Bret-Harte, who is the science director of UAF’s Toolik Field Station in Arctic Alaska, and her collaborators found that excluding Russian stations from models increased the uncertainty in predictions for almost all of the environmental variables considered. In some cases, the changes were as large or larger than those projected from warming for the next 80 years. Notably, Siberia’s vast taiga forest is not represented, which makes the whole circumpolar region appear to be wetter and to have less plant biomass than it actually does.
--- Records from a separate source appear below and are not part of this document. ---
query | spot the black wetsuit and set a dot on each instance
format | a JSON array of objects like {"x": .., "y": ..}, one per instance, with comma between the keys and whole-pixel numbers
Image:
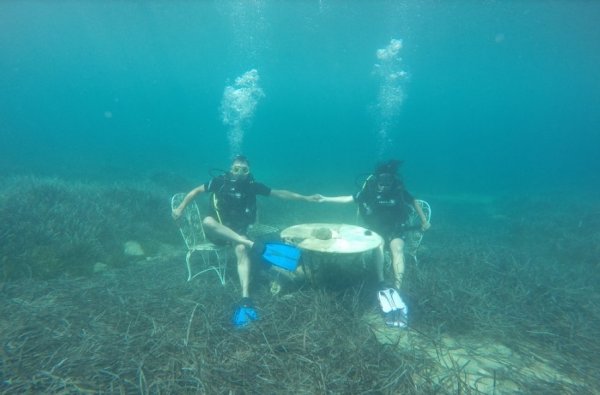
[
  {"x": 233, "y": 202},
  {"x": 387, "y": 212}
]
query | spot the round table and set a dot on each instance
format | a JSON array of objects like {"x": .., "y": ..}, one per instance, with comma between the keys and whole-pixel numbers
[{"x": 340, "y": 248}]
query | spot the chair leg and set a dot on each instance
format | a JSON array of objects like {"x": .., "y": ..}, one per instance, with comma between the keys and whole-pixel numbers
[{"x": 219, "y": 267}]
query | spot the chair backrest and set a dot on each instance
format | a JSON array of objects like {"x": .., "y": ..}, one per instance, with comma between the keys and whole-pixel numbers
[{"x": 190, "y": 222}]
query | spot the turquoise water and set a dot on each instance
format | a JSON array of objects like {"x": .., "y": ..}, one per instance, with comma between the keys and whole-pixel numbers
[{"x": 482, "y": 96}]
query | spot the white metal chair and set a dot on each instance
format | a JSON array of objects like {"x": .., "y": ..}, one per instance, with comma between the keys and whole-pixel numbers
[
  {"x": 414, "y": 237},
  {"x": 212, "y": 257}
]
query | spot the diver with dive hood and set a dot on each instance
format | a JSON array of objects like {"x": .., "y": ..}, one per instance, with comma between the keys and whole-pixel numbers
[
  {"x": 232, "y": 210},
  {"x": 384, "y": 205}
]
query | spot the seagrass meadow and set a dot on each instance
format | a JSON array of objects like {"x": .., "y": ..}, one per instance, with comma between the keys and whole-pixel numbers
[
  {"x": 501, "y": 302},
  {"x": 488, "y": 108}
]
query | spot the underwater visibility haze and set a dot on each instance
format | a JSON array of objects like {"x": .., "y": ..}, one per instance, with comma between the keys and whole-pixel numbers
[
  {"x": 477, "y": 96},
  {"x": 108, "y": 108}
]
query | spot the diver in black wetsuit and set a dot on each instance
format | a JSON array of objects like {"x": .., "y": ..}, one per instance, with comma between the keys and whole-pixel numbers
[
  {"x": 383, "y": 203},
  {"x": 233, "y": 210}
]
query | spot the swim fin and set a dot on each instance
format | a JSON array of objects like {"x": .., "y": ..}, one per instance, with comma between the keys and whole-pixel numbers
[
  {"x": 278, "y": 254},
  {"x": 393, "y": 307}
]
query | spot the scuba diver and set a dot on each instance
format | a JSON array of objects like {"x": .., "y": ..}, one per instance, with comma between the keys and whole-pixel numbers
[
  {"x": 232, "y": 210},
  {"x": 384, "y": 205}
]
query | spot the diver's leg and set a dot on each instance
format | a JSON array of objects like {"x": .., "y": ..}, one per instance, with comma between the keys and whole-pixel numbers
[
  {"x": 397, "y": 249},
  {"x": 243, "y": 263},
  {"x": 223, "y": 231},
  {"x": 379, "y": 261}
]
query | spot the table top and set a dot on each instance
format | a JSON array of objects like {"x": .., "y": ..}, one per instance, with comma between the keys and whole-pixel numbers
[{"x": 332, "y": 238}]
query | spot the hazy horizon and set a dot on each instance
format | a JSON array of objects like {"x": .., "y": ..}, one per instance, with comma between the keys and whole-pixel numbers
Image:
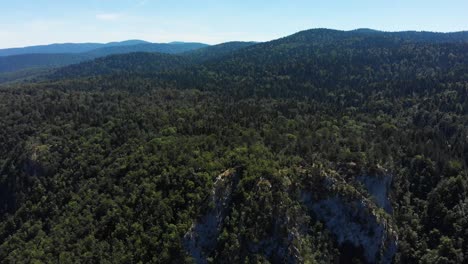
[
  {"x": 176, "y": 41},
  {"x": 29, "y": 23}
]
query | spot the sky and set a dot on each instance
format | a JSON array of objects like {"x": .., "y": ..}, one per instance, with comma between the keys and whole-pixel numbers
[{"x": 35, "y": 22}]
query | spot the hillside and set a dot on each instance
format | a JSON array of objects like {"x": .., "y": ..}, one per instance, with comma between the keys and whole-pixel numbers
[
  {"x": 146, "y": 63},
  {"x": 28, "y": 61},
  {"x": 66, "y": 48},
  {"x": 321, "y": 147}
]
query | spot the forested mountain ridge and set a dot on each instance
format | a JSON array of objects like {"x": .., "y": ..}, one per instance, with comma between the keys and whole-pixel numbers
[
  {"x": 322, "y": 147},
  {"x": 148, "y": 64},
  {"x": 65, "y": 48},
  {"x": 47, "y": 60}
]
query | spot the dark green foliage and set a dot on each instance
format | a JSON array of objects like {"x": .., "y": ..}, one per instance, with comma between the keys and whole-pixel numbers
[{"x": 115, "y": 160}]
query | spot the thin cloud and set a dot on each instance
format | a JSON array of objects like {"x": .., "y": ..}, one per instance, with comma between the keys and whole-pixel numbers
[{"x": 108, "y": 16}]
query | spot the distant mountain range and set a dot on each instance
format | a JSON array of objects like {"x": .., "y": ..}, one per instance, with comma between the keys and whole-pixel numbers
[{"x": 57, "y": 55}]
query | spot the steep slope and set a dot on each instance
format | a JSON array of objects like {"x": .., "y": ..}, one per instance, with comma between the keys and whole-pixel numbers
[{"x": 321, "y": 147}]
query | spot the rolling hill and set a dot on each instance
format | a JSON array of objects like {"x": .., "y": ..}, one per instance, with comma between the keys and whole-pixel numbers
[
  {"x": 325, "y": 146},
  {"x": 48, "y": 60}
]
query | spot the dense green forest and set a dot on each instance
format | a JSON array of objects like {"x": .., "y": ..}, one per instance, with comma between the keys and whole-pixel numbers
[
  {"x": 59, "y": 55},
  {"x": 322, "y": 147}
]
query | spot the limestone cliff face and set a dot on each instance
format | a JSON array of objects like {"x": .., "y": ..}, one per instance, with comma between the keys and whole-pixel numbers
[
  {"x": 355, "y": 218},
  {"x": 202, "y": 238},
  {"x": 355, "y": 211},
  {"x": 378, "y": 186}
]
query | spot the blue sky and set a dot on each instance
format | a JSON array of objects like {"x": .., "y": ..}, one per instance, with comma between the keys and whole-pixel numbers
[{"x": 31, "y": 22}]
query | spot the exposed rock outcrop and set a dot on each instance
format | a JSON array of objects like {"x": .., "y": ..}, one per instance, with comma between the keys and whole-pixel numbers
[
  {"x": 202, "y": 237},
  {"x": 355, "y": 219}
]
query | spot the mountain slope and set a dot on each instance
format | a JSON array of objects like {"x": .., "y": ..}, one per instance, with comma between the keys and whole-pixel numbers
[
  {"x": 321, "y": 147},
  {"x": 25, "y": 61},
  {"x": 148, "y": 63},
  {"x": 132, "y": 63}
]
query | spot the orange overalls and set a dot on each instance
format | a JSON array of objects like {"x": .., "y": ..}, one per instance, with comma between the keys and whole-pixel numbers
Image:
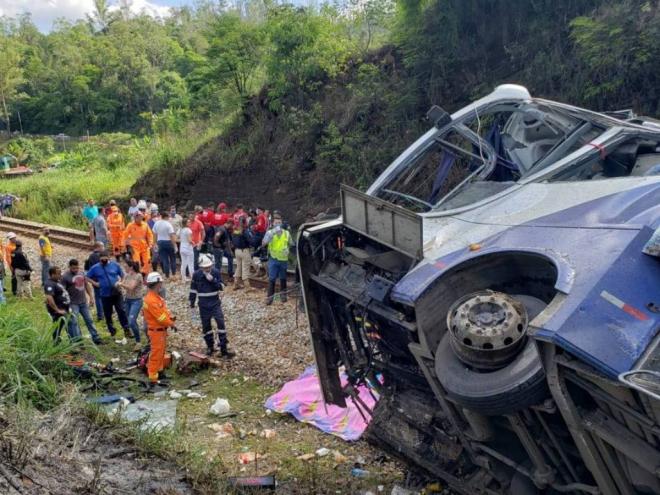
[
  {"x": 116, "y": 226},
  {"x": 140, "y": 238},
  {"x": 158, "y": 319}
]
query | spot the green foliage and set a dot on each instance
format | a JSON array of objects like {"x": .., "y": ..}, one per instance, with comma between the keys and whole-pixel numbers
[
  {"x": 31, "y": 365},
  {"x": 306, "y": 47}
]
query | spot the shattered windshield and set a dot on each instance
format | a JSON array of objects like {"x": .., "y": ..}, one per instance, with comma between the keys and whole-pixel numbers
[{"x": 484, "y": 154}]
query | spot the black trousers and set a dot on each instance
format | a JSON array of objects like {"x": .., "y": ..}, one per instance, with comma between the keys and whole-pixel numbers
[
  {"x": 115, "y": 302},
  {"x": 210, "y": 309}
]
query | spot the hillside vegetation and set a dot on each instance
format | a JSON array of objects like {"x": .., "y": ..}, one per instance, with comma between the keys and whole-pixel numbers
[{"x": 314, "y": 96}]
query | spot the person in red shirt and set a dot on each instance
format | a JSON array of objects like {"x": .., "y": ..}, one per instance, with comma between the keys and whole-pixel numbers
[
  {"x": 197, "y": 237},
  {"x": 239, "y": 214},
  {"x": 262, "y": 221}
]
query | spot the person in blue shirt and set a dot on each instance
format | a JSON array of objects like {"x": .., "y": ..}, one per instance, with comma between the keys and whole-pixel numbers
[
  {"x": 106, "y": 275},
  {"x": 90, "y": 212}
]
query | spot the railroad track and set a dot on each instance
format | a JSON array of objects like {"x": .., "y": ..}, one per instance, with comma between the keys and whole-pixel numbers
[
  {"x": 80, "y": 240},
  {"x": 58, "y": 235}
]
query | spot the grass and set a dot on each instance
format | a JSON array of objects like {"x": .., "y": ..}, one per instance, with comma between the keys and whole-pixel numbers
[
  {"x": 98, "y": 169},
  {"x": 33, "y": 375}
]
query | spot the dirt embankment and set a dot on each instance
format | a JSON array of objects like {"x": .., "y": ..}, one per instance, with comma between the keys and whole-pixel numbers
[{"x": 294, "y": 158}]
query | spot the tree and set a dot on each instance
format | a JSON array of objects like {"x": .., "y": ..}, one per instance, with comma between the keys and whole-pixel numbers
[
  {"x": 11, "y": 75},
  {"x": 236, "y": 52}
]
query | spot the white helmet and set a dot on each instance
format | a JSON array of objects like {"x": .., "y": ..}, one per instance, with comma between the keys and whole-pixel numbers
[
  {"x": 205, "y": 261},
  {"x": 154, "y": 277}
]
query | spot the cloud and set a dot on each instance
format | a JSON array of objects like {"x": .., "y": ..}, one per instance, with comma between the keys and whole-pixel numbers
[{"x": 44, "y": 12}]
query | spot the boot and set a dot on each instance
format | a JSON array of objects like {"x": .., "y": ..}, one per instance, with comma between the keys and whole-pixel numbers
[
  {"x": 271, "y": 291},
  {"x": 226, "y": 353},
  {"x": 283, "y": 293}
]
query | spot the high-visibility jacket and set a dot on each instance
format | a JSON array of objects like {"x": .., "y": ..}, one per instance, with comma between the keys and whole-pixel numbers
[
  {"x": 278, "y": 247},
  {"x": 45, "y": 247},
  {"x": 9, "y": 250},
  {"x": 156, "y": 314},
  {"x": 139, "y": 237},
  {"x": 116, "y": 222}
]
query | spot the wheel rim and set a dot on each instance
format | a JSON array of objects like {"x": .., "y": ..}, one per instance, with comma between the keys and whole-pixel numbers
[{"x": 487, "y": 329}]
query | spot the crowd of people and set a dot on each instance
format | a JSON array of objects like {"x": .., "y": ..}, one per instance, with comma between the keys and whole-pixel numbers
[{"x": 136, "y": 253}]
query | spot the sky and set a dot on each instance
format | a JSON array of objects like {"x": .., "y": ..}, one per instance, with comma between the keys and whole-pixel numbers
[{"x": 44, "y": 12}]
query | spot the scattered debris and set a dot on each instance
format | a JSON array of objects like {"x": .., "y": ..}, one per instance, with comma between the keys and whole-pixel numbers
[
  {"x": 360, "y": 473},
  {"x": 220, "y": 407},
  {"x": 248, "y": 457},
  {"x": 153, "y": 414},
  {"x": 253, "y": 482}
]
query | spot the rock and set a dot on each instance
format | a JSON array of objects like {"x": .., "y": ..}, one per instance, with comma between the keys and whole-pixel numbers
[
  {"x": 220, "y": 407},
  {"x": 322, "y": 452},
  {"x": 268, "y": 434}
]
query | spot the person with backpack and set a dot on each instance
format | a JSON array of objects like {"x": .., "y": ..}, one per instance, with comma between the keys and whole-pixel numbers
[
  {"x": 107, "y": 275},
  {"x": 223, "y": 246},
  {"x": 205, "y": 289}
]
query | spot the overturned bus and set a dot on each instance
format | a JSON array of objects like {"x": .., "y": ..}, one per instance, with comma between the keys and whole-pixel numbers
[{"x": 492, "y": 285}]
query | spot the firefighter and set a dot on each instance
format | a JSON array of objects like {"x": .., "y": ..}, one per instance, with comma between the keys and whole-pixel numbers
[
  {"x": 158, "y": 319},
  {"x": 116, "y": 226},
  {"x": 139, "y": 238},
  {"x": 206, "y": 286}
]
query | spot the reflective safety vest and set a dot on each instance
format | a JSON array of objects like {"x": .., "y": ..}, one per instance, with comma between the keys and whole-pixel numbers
[
  {"x": 138, "y": 236},
  {"x": 278, "y": 247},
  {"x": 156, "y": 314},
  {"x": 116, "y": 222},
  {"x": 45, "y": 247}
]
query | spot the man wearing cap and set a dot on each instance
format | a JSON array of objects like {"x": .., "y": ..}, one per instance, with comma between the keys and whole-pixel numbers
[
  {"x": 132, "y": 208},
  {"x": 45, "y": 253},
  {"x": 100, "y": 227},
  {"x": 206, "y": 286},
  {"x": 279, "y": 241},
  {"x": 106, "y": 275},
  {"x": 140, "y": 239},
  {"x": 9, "y": 250},
  {"x": 158, "y": 319},
  {"x": 89, "y": 212},
  {"x": 116, "y": 226}
]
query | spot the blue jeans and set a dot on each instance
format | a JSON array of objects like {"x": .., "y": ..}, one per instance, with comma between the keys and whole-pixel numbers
[
  {"x": 133, "y": 307},
  {"x": 277, "y": 269},
  {"x": 98, "y": 303},
  {"x": 85, "y": 312},
  {"x": 45, "y": 265},
  {"x": 167, "y": 257}
]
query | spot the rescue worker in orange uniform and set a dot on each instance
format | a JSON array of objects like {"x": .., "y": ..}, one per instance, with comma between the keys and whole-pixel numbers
[
  {"x": 140, "y": 239},
  {"x": 9, "y": 249},
  {"x": 158, "y": 319},
  {"x": 116, "y": 226}
]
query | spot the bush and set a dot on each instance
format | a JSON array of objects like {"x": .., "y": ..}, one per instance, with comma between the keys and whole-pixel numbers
[{"x": 31, "y": 365}]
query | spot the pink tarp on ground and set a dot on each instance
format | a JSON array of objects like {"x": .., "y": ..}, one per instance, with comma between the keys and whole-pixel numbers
[{"x": 303, "y": 399}]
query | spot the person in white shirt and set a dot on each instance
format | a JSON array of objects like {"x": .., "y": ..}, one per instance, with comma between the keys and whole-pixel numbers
[
  {"x": 187, "y": 251},
  {"x": 166, "y": 241}
]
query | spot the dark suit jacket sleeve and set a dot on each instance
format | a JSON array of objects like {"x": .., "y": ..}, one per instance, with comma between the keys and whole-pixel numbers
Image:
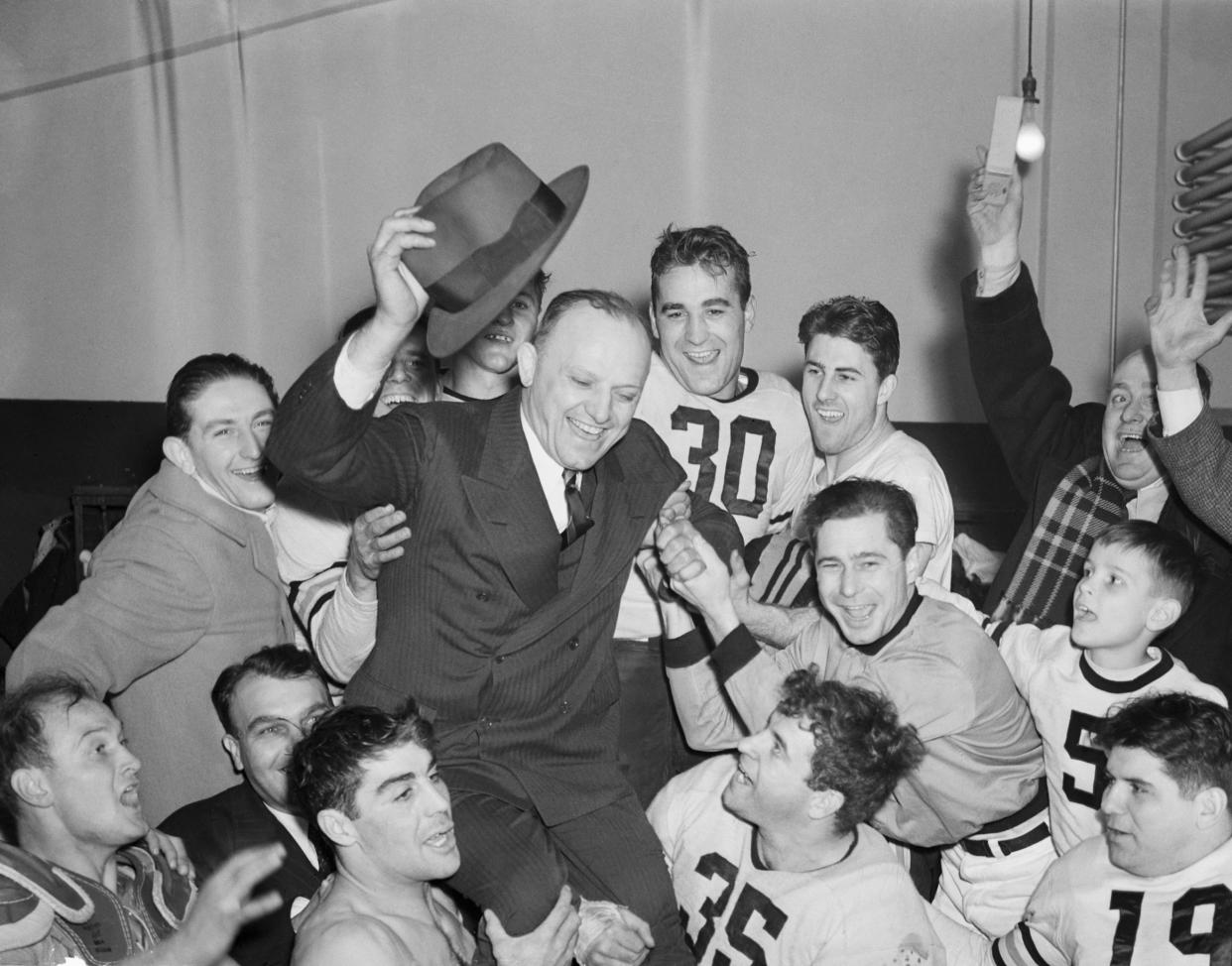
[
  {"x": 1025, "y": 397},
  {"x": 344, "y": 453},
  {"x": 1199, "y": 460}
]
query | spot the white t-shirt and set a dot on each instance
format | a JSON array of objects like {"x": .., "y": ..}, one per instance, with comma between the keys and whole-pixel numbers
[
  {"x": 1068, "y": 697},
  {"x": 752, "y": 455}
]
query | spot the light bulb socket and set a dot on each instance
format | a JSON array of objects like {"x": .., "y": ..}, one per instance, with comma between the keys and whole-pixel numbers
[{"x": 1029, "y": 89}]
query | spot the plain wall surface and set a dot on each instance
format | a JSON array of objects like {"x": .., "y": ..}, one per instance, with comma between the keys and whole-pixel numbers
[
  {"x": 180, "y": 178},
  {"x": 183, "y": 178}
]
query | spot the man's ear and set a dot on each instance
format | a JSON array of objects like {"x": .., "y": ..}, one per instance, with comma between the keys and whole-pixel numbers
[
  {"x": 528, "y": 360},
  {"x": 1164, "y": 614},
  {"x": 178, "y": 451},
  {"x": 887, "y": 388},
  {"x": 1212, "y": 804},
  {"x": 30, "y": 784},
  {"x": 232, "y": 747},
  {"x": 824, "y": 803},
  {"x": 336, "y": 827}
]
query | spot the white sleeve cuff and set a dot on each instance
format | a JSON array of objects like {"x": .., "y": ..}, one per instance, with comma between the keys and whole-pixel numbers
[{"x": 355, "y": 385}]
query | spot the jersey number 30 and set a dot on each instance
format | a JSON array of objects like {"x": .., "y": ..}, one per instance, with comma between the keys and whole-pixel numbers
[{"x": 702, "y": 456}]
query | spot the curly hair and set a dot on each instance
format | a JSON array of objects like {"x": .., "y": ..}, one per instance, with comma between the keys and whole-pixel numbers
[
  {"x": 861, "y": 320},
  {"x": 859, "y": 497},
  {"x": 326, "y": 767},
  {"x": 712, "y": 247},
  {"x": 860, "y": 748},
  {"x": 22, "y": 740},
  {"x": 199, "y": 374}
]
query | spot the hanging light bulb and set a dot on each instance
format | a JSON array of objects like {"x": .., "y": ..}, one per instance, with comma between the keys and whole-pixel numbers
[{"x": 1030, "y": 137}]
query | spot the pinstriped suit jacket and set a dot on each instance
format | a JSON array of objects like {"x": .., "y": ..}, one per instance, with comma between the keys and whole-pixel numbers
[{"x": 515, "y": 670}]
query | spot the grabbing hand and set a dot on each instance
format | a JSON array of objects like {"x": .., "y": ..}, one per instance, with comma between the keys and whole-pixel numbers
[
  {"x": 624, "y": 938},
  {"x": 223, "y": 906},
  {"x": 1179, "y": 331},
  {"x": 549, "y": 944},
  {"x": 171, "y": 848},
  {"x": 401, "y": 300}
]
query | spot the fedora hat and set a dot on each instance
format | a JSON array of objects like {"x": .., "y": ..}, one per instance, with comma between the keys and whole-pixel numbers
[{"x": 495, "y": 225}]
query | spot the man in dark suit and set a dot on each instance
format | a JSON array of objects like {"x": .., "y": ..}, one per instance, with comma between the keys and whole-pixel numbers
[
  {"x": 265, "y": 702},
  {"x": 526, "y": 515}
]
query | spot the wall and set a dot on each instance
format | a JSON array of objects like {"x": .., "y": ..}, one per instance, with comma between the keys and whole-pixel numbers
[{"x": 184, "y": 178}]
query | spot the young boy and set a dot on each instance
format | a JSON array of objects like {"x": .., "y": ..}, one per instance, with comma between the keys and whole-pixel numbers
[{"x": 1136, "y": 583}]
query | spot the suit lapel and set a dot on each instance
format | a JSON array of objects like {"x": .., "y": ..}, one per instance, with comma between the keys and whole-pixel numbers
[{"x": 509, "y": 505}]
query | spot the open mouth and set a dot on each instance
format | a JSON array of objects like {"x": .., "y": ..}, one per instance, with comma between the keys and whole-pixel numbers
[
  {"x": 398, "y": 400},
  {"x": 442, "y": 840},
  {"x": 585, "y": 428},
  {"x": 130, "y": 796}
]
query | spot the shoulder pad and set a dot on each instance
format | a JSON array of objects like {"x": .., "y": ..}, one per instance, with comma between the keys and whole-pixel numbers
[{"x": 161, "y": 886}]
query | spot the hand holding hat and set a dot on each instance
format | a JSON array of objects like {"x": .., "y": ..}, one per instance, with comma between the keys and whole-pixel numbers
[
  {"x": 401, "y": 299},
  {"x": 497, "y": 223}
]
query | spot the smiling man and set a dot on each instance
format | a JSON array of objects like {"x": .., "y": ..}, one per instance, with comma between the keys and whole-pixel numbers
[
  {"x": 1156, "y": 888},
  {"x": 980, "y": 787},
  {"x": 79, "y": 885},
  {"x": 526, "y": 514},
  {"x": 266, "y": 704},
  {"x": 184, "y": 585},
  {"x": 487, "y": 366},
  {"x": 371, "y": 786},
  {"x": 780, "y": 829},
  {"x": 1078, "y": 467}
]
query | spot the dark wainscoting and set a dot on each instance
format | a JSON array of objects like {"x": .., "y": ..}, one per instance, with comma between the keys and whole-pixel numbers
[{"x": 54, "y": 446}]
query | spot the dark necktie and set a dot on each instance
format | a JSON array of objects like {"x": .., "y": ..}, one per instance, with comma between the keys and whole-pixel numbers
[{"x": 578, "y": 520}]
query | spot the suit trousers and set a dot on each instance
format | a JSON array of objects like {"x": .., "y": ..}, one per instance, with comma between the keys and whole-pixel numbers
[{"x": 515, "y": 865}]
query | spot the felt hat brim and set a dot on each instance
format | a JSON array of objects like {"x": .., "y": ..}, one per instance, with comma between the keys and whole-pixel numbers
[{"x": 447, "y": 331}]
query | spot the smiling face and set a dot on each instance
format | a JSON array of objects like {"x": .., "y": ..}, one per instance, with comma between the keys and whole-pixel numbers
[
  {"x": 92, "y": 779},
  {"x": 700, "y": 323},
  {"x": 864, "y": 578},
  {"x": 412, "y": 376},
  {"x": 225, "y": 441},
  {"x": 843, "y": 395},
  {"x": 402, "y": 819},
  {"x": 1116, "y": 604},
  {"x": 1150, "y": 825},
  {"x": 583, "y": 383},
  {"x": 495, "y": 347},
  {"x": 1131, "y": 406},
  {"x": 269, "y": 716}
]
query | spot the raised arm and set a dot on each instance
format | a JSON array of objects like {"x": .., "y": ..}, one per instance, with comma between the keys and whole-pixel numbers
[
  {"x": 1025, "y": 398},
  {"x": 324, "y": 435},
  {"x": 1191, "y": 446}
]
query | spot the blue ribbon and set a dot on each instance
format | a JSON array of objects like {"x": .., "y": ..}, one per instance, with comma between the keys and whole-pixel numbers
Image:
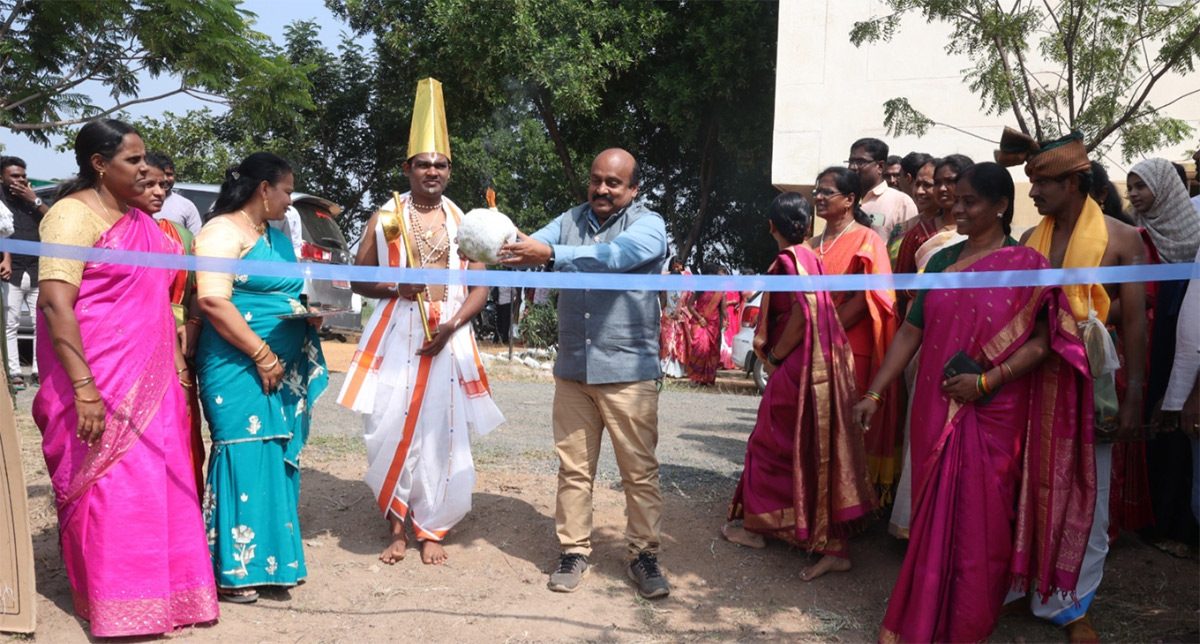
[{"x": 1047, "y": 277}]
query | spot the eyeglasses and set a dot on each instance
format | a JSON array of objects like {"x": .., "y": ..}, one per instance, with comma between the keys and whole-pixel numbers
[{"x": 1043, "y": 180}]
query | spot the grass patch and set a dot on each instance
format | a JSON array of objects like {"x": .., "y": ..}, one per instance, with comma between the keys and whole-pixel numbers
[{"x": 329, "y": 446}]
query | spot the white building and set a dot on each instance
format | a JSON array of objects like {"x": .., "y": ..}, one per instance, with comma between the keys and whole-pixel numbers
[{"x": 829, "y": 92}]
“The Arctic isn’t confined to a single country,” Bret-Harte said. “You can’t necessarily predict exactly what the Arctic in Siberia is going to do by only looking at what’s happening in Alaska. Being able to exchange information across international boundaries is really huge.”
Toolik Field Station is one of only two U.S. stations involved in the International Network for Terrestrial Research and Monitoring in the Arctic, a network funded by the European Union known as Interact.
Since 2001, the network has been working to improve representation of the whole Arctic in climate science through a consortium of terrestrial Arctic research stations. Almost 100 field stations, located across the U.S., Canada, Greenland, Scandinavia, Russia and Mongolia, coordinate research and monitoring activities to better understand Arctic change and its impact on local and global communities. Bret-Harte and Toolik joined Interact in the mid-2010s.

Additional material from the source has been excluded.